Regarding the current conflict in Uttar Pradesh, there is no justice in forcing farmers to sell land at Rs 850/sq.m. and allowing a private contractor to make Rs 30,000/sq.m. This is outright loot—another 2G in the making. The protesting farmers insist they had no idea that their lands were being used to build townships—an enterprise that could easily have been conducted in non-fertile, degraded lands elsewhere, and not alongside the Yamuna.

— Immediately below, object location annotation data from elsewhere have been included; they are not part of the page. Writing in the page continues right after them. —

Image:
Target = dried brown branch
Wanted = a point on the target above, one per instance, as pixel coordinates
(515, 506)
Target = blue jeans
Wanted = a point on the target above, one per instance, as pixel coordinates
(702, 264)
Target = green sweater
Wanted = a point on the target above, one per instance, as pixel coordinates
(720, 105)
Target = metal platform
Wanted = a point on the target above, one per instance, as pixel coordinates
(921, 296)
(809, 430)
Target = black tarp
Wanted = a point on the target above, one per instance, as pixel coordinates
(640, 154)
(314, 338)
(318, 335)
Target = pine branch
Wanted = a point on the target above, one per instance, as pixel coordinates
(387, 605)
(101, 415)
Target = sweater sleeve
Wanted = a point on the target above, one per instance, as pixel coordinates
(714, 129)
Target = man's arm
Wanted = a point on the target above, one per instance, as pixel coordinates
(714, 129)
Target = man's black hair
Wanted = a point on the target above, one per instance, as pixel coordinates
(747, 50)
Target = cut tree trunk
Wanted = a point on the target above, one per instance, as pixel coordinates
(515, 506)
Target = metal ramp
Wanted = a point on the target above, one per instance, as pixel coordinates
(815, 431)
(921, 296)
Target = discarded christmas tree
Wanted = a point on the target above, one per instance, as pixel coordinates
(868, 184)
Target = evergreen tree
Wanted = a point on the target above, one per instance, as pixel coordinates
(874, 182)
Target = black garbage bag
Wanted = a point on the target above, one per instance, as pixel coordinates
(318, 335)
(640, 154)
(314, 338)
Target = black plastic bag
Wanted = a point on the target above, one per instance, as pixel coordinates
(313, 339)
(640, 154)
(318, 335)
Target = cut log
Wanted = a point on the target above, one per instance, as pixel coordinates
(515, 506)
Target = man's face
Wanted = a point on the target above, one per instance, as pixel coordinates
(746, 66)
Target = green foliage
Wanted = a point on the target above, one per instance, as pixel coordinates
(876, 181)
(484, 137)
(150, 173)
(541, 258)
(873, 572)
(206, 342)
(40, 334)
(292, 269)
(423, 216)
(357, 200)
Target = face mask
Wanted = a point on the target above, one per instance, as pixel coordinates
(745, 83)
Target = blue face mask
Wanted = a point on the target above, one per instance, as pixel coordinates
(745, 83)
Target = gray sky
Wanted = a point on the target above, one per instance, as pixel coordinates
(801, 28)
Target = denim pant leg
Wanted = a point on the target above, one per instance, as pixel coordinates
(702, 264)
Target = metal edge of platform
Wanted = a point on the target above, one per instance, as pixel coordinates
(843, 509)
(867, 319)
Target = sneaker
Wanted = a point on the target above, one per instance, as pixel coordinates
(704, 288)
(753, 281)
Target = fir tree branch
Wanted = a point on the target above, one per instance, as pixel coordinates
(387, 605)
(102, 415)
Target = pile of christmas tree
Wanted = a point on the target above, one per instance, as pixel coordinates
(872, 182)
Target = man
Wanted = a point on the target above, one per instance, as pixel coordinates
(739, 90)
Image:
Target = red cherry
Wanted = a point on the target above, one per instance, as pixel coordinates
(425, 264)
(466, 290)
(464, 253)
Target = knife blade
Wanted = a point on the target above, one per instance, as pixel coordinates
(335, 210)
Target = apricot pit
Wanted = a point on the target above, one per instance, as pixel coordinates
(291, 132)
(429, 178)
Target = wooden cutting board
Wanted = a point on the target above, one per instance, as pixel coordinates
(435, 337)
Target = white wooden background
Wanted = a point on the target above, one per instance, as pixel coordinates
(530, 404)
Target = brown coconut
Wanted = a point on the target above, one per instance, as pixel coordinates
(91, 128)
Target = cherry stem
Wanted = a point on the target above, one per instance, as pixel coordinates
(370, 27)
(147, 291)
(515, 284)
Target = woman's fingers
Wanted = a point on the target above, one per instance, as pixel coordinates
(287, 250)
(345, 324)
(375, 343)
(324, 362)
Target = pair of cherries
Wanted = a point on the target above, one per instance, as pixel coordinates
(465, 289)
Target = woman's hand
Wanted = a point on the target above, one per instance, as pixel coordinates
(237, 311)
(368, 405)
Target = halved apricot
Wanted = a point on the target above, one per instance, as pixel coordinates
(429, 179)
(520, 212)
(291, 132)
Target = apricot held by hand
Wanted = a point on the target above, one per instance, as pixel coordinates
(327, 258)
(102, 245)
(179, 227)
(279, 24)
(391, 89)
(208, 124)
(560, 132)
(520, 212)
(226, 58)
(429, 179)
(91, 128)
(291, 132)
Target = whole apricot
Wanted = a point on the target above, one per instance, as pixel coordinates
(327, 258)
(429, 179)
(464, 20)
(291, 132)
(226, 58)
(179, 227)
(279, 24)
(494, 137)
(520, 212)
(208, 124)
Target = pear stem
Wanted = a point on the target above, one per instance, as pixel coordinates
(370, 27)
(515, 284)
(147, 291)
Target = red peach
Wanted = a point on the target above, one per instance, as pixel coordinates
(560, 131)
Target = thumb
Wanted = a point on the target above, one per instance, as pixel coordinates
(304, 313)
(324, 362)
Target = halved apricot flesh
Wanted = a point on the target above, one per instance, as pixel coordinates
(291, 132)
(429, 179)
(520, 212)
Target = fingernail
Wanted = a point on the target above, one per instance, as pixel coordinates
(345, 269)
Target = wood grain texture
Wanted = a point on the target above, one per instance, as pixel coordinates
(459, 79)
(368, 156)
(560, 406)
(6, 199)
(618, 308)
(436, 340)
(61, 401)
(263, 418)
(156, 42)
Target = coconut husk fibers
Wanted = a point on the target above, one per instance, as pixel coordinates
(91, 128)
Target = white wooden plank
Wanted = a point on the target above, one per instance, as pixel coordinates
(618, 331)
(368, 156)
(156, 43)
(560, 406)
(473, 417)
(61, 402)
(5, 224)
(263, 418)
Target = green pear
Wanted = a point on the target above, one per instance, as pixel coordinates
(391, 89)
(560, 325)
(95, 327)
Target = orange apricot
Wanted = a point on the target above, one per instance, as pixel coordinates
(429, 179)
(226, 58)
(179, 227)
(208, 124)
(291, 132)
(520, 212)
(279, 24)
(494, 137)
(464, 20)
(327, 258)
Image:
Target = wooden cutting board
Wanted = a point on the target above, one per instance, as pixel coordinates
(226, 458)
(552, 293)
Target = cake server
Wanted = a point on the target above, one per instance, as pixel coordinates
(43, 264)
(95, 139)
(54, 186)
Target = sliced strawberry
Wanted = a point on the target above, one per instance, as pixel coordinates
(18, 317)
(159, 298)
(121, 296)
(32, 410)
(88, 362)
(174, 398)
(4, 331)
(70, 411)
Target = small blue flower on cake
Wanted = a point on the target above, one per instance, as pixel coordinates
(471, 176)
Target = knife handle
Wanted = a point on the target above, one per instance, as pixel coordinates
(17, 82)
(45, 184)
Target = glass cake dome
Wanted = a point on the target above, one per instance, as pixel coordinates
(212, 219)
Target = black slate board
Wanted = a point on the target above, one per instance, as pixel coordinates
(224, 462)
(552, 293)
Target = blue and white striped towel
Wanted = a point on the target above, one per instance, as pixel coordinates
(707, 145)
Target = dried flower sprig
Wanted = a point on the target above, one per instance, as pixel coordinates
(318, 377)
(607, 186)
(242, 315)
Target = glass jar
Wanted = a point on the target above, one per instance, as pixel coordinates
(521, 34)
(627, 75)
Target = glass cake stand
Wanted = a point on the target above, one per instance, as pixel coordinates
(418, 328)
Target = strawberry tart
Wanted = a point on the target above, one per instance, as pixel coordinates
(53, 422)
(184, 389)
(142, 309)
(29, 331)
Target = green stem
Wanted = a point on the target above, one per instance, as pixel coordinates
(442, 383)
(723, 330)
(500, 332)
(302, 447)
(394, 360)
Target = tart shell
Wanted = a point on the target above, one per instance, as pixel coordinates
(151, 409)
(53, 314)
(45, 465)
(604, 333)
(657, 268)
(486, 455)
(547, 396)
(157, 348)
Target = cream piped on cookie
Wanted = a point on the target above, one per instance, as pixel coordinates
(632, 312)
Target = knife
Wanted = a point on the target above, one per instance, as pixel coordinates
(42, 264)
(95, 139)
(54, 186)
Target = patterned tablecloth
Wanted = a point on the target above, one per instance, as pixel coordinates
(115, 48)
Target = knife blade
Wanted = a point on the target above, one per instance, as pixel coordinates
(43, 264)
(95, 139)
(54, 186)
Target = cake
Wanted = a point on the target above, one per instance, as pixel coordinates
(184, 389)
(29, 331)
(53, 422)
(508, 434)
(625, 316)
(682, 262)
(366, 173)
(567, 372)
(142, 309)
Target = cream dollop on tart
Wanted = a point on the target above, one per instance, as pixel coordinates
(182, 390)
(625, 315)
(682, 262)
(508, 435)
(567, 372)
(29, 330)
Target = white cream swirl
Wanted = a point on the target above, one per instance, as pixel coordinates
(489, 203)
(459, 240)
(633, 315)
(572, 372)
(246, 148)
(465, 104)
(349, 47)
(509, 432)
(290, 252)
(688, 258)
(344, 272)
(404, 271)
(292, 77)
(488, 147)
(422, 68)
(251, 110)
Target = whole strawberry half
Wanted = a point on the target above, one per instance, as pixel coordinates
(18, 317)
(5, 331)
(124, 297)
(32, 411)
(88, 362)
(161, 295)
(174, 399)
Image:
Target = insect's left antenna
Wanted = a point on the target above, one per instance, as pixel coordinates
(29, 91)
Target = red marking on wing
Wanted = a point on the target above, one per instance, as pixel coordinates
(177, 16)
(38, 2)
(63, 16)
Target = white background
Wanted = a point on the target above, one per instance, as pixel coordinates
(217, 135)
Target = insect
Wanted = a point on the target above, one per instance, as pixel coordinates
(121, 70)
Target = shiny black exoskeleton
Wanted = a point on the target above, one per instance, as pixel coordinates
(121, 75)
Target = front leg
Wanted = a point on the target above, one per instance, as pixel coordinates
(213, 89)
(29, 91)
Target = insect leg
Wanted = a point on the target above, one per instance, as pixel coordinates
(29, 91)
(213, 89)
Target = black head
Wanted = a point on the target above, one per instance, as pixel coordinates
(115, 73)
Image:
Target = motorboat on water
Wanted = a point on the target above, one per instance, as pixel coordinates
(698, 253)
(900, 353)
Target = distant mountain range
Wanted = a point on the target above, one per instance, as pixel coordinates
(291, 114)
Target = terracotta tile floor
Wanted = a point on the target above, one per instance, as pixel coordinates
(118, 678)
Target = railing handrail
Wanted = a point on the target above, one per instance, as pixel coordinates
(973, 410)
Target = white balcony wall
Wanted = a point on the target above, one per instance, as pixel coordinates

Equally pertinent is the traditional farmer wisdom that land alone protects the family from starvation. Compensation disappears easily in fixing the roof, paying engineering college fees, or getting a daughter married. Worse, as most village land is the joint property of an extended family, the division of monetary compensation leaves them with nothing.

The silver lining in the high drama at Bhatta-Parsaul, Greater Noida, was Ms Mayawati’s agility in disproving Amethi MP Rahul Gandhi’s allegation before the Prime Minister that 74 persons had been burnt alive in 70-feet-wide ash mounds, women raped, and houses set on fire by the UP Police. The UP Chief Minister called the Central Forensic Science Laboratory to take samples for testing; the media rushed to the affected village but could not substantiate the story. Soon the CFSL said the ash was burnt cowdung—no bones, no explosives! A red-faced Congress had to deny the scandal as a media ‘misquote’ two days later, but by then the PM-in-waiting had nixed his claim to the august office. Dr Manmohan Singh must be enjoying a quiet laugh.